Filovirus - Replication, Transmission, Host Immunity
Replication of Filovirus
Replication of filovirus begins with attachment to the cell membrane by its surface GP. The virus is then taken up by a process known as macropinocytosis.
*macropinocytosis = the process in which the eukaryotic host cell form macropinosomes which are a segment of plasmid membranes that extend out from the cell in order to incorporate the virus into the cell
The cellular proteases cathepsin B and cathepsin Lcleave GP32. This allows GP and host protein Niemann-Pick C1 (NPC1) to interact, which is a prerequisite for the fusion of viral and endosomal membranes. Host endosomal calcium channels called two-pore channels play a crucial part in the endosomal trafficking of incoming viral particles to the site of fusion.
GP mediates the fusion of the viral and endosomal membrane, releasing the viral ribonucleocapsid into the cytoplasm where the negative-strand RNA genomes undergo transcription and replication. The RNA synthesis reactions require NP, VP35, and L.
For initiation of transcription, EBOV also requires VP30. Translation of viral proteins occurs and new filovirus particles are assembled at the plasma membrane. VP40 function as the viral matrix protein and directs the budding of particles from the cell surface.

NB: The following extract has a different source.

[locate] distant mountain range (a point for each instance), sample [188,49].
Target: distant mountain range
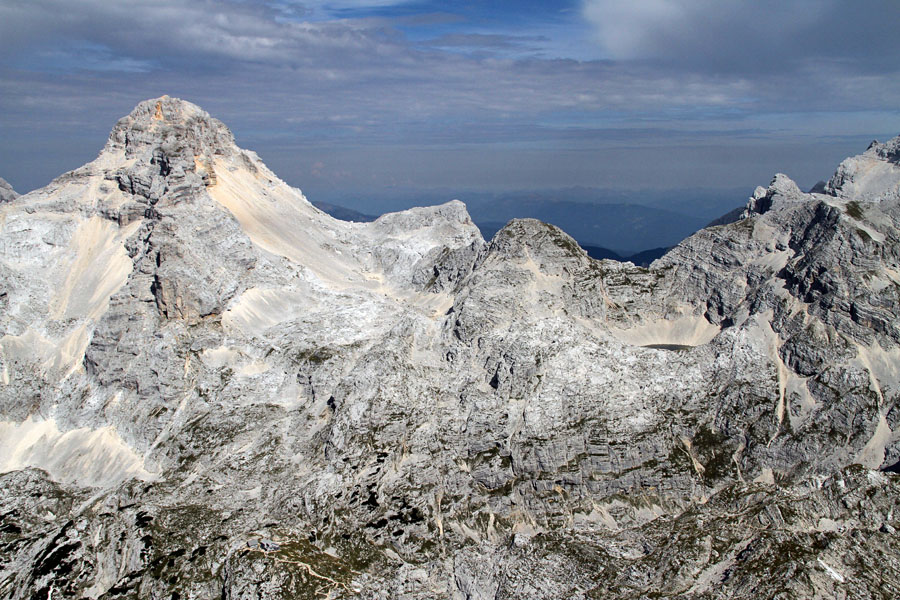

GP, a type I transmembrane protein, is incorporated into the budding particles, as are viral nucleocapsids containing the viral genome.
Fig: filovirus replication (Source: Sciencedirect)
Transmission of Filovirus
Transmission of filovirus occurs on contact with infected monkey tissue/human tissue, direct contact with blood, bodily secretions, saliva, stool, semen, breast milk, tears, nasal and skin swabs, etc (in case of EBOV).
The reservoir has not been definitively identified though many African fruit bat species are considered natural reservoirs. Monkeys taken as a food source have served as routes of infection but are not considered reservoirs.
Host Immunity of Filovirus
Host immunity of filovirus, as an effective IFN response is the most useful mechanism to control filovirus replication. Production of IFN-α in the early stages is associated with survival. Unfortunately, IFN response is usually suppressed resulting in the inability to control infection.
For EBOV, VP35 and VP24 function as IFN antagonists while for MARV, VP35 and VP40 function as IFN antagonists.